No verão, os professores realizaram pesquisas para rastrear o impacto da pandemia, concluindo que a necessidade económica é um fator significativo quando se trata do cumprimento das normas impostas pelo governo. Apenas 9% dos 2.352 entrevistados disseram que violaram as regras por não concordarem com as mesmas, enquanto 10% fizeram-no por motivos pessoais e 30% para ajudar alguém.

As pesquisas revelaram ainda que os trabalhadores-chave eram mais propensos a quebrar as restrições de confinamento, assim como as pessoas afetadas pela pandemia em termos de saúde mental, relacionamentos e carreira. Tudo isso aponta para a necessidade, em vez de preferência ou escolha, como o fator que determina esse comportamento. Os picos do vírus estão também associados a áreas mais desfavorecidas.

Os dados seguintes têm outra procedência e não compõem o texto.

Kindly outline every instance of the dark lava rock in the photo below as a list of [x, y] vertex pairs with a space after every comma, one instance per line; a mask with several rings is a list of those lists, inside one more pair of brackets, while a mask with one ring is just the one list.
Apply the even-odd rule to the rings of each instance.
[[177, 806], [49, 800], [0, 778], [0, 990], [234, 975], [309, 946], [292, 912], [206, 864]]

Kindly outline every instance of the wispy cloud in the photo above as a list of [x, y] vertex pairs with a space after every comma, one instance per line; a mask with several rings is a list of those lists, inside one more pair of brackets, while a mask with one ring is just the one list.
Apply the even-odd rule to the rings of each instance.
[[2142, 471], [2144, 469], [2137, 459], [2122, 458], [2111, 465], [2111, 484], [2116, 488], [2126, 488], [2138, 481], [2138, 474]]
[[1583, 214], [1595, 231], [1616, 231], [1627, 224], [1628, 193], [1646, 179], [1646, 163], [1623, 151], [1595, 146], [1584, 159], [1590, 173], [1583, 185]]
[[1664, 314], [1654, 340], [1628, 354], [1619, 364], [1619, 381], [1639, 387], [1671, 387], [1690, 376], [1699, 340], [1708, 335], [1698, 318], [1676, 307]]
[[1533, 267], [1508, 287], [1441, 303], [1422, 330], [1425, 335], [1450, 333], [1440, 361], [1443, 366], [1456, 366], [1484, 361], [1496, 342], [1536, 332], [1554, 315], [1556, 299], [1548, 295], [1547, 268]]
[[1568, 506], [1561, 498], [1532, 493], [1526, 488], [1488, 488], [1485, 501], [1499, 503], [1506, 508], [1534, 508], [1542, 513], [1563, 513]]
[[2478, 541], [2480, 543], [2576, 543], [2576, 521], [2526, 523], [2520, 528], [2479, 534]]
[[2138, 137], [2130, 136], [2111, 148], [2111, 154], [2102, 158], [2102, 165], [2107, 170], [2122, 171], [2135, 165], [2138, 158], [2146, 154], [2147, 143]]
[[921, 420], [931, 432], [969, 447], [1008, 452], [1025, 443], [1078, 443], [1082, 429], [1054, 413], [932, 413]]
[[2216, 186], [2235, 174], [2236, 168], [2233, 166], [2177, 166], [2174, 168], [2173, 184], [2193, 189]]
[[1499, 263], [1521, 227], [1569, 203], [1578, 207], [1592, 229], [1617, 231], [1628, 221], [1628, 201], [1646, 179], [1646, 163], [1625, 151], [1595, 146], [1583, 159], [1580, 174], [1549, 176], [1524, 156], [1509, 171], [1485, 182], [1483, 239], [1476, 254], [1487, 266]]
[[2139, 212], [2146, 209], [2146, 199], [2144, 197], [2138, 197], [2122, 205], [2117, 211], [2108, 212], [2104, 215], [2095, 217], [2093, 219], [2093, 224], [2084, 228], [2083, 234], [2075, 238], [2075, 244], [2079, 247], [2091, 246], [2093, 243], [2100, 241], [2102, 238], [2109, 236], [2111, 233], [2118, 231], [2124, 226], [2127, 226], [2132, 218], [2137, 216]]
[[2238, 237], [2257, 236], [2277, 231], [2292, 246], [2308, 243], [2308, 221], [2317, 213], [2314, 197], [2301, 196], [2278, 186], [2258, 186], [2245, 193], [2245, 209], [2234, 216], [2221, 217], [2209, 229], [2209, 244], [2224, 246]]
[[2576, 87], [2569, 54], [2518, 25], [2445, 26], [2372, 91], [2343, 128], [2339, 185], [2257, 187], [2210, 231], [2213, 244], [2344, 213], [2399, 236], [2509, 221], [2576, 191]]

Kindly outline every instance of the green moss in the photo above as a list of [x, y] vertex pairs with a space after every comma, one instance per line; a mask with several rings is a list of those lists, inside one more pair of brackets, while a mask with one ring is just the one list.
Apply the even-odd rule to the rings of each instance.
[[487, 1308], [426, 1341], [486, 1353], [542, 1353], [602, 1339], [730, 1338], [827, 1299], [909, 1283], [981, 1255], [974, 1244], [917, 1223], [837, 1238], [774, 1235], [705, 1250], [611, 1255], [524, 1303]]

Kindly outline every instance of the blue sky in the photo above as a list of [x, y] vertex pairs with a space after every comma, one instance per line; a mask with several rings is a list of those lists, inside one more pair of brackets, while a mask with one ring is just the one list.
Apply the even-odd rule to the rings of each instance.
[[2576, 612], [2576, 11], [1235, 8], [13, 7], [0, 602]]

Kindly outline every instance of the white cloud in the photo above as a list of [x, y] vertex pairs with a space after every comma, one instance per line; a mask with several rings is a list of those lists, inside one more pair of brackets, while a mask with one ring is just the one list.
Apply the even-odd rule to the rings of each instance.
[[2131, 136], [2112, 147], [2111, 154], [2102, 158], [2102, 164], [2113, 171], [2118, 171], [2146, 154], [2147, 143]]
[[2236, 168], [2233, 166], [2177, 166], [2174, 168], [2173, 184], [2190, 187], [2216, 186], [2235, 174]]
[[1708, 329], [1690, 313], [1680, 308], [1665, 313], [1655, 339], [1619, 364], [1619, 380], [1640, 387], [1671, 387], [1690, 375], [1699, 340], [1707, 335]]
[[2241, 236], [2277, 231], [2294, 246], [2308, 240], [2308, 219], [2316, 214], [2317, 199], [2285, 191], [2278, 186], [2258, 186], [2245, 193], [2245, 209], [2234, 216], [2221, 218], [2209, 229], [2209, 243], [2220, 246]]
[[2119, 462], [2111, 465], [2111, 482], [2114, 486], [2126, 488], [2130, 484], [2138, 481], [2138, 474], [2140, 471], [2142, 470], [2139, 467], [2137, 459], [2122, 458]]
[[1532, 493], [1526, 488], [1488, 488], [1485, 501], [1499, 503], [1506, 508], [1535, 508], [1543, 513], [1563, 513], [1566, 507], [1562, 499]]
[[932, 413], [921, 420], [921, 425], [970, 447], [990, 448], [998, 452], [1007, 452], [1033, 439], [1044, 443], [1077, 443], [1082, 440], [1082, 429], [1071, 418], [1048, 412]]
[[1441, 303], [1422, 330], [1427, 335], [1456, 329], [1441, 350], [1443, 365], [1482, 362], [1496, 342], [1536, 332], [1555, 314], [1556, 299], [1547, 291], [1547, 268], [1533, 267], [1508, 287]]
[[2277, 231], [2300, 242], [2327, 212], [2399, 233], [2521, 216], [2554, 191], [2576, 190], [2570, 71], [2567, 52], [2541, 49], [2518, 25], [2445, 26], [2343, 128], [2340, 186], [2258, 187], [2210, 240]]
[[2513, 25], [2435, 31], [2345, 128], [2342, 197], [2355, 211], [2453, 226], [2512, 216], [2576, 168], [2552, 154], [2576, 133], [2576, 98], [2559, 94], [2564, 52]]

Segundo os autores, já existe um programa no Reino Unido para ajudar pessoas em isolamento e apoiar os cidadãos: um pagamento único de 500 libras (cerca de 555 euros) para aquelas com baixos rendimentos, que têm que se isolar mas que não podem trabalhar a partir de casa.

Essa medida, contudo, exclui pessoas com rendimentos médios e com elevados custos mensais  – como hipotecas, creches ou impostos -, bem como os trabalhadores em risco de ficar sem emprego. A realidade, escreveram os autores, é que a única forma de as famílias não se endividarem é se não tiverem cortes nos seus salários.

Não é surpresa, portanto, que apenas 20% das pessoas a quem foi pedido que se isolassem estivessem dispostas a fazê-lo totalmente. O artigo indica ainda que existe uma possibilidade real de as pessoas não usarem a aplicação NHS COVID-19, de forma a evitar o auto-isolamento.

Os autores acreditam que não há soluções fáceis para incentivar o auto-isolamento. Algumas das medidas podiam passar por melhorar o sistema de testes – para aqueles que precisam de se isolar por muito tempo -, aumentar as ajudas aos trabalhadores forçados a ficar em casa e estender os apoios a um maior número de pessoas.

A França e a Bélgica, por exemplo, reduziram o período de isolamento obrigatório de 14 para sete dias. Em muitos países europeus, as baixas médicas são pagas na totalidade, enquanto no Reino Unido são pagas, em média, apenas em 10%.